Znowu po przebudzeniu,spojrzałem niechętnym okiem
na otaczającą mnie-równoległą rzeczywistość...
Wczesne popołudnie. Zrobione na szybko śniadanie
równie spazmatycznie wchłonąłem bez zbędnego zamętu.
Jaka jest Twoja twarz melancholio ?
To pytanie jak muzyka
która od dzieciństwa łechta moje marzenia
spływa teraz,po wewnętrznej krawędzi mojego czekania.
Wystukuję nerwowo zakurzone westchnienia
rytmem biologicznego zegara.
Po porannym prysznicu,biorę swoją ulubioną książkę.
Nigdy nie mogę zapamiętać gdzie ją kładę po poprzednim czytaniu.
To zabawne,ale nie mogę nawet zapamiętać jej tytułu.
Jedyne co przychodzi mi na myśl
w trakcie jej gorączkowych poszukiwań
to słowo "TERAZ"
I to "Teraz",czyli "OBECNIE",czyli "JA SAM"
Zbieram się zatem do ponownego bycia sobą.

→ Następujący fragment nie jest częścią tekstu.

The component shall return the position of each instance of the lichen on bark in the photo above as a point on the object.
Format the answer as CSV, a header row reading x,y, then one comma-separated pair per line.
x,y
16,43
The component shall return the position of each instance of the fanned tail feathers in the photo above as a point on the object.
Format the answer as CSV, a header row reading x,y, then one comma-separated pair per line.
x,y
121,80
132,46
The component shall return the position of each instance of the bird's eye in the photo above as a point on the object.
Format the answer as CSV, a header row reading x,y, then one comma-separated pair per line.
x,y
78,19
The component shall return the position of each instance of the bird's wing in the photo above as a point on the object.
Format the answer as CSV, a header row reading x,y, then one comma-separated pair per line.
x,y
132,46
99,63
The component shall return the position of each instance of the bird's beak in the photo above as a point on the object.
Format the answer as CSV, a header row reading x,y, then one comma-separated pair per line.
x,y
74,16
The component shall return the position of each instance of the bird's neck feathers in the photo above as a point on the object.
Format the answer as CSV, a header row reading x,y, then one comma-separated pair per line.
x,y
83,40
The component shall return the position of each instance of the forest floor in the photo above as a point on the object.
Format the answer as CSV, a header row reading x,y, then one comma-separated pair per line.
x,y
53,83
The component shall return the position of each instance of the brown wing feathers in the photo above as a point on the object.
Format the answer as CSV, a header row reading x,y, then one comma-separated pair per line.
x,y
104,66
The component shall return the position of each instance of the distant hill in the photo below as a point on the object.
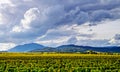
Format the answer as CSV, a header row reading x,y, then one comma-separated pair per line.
x,y
26,47
75,48
33,47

Bezustannie choć z rożną częstotliwością
wynajduję wszelkie nonsensy i paradoksy
w tej podróży przez codzienność.
Zatem,rozściela się przede mną znajoma pokusa radości
na cześć nowego,pełnego wzniosłych idei,dnia...
2)
Przechadzam się spokojnym krokiem
po elektronicznych mediach.
Rozpacz cierpliwie ciułana
w niezdarnie poskręcanych artykułach.
Określam je jednoznacznie,jako bełkot.
Zamykam Laptopa.
Odpalony z litości papieros
rozsadza mój pokój gorzkim dymem wspomnień.
Znowu pogrążam się w zadumie.
Patrząc w próżnię uświadamiam sobie
jak bardzo jestem podobny do siebie wczoraj.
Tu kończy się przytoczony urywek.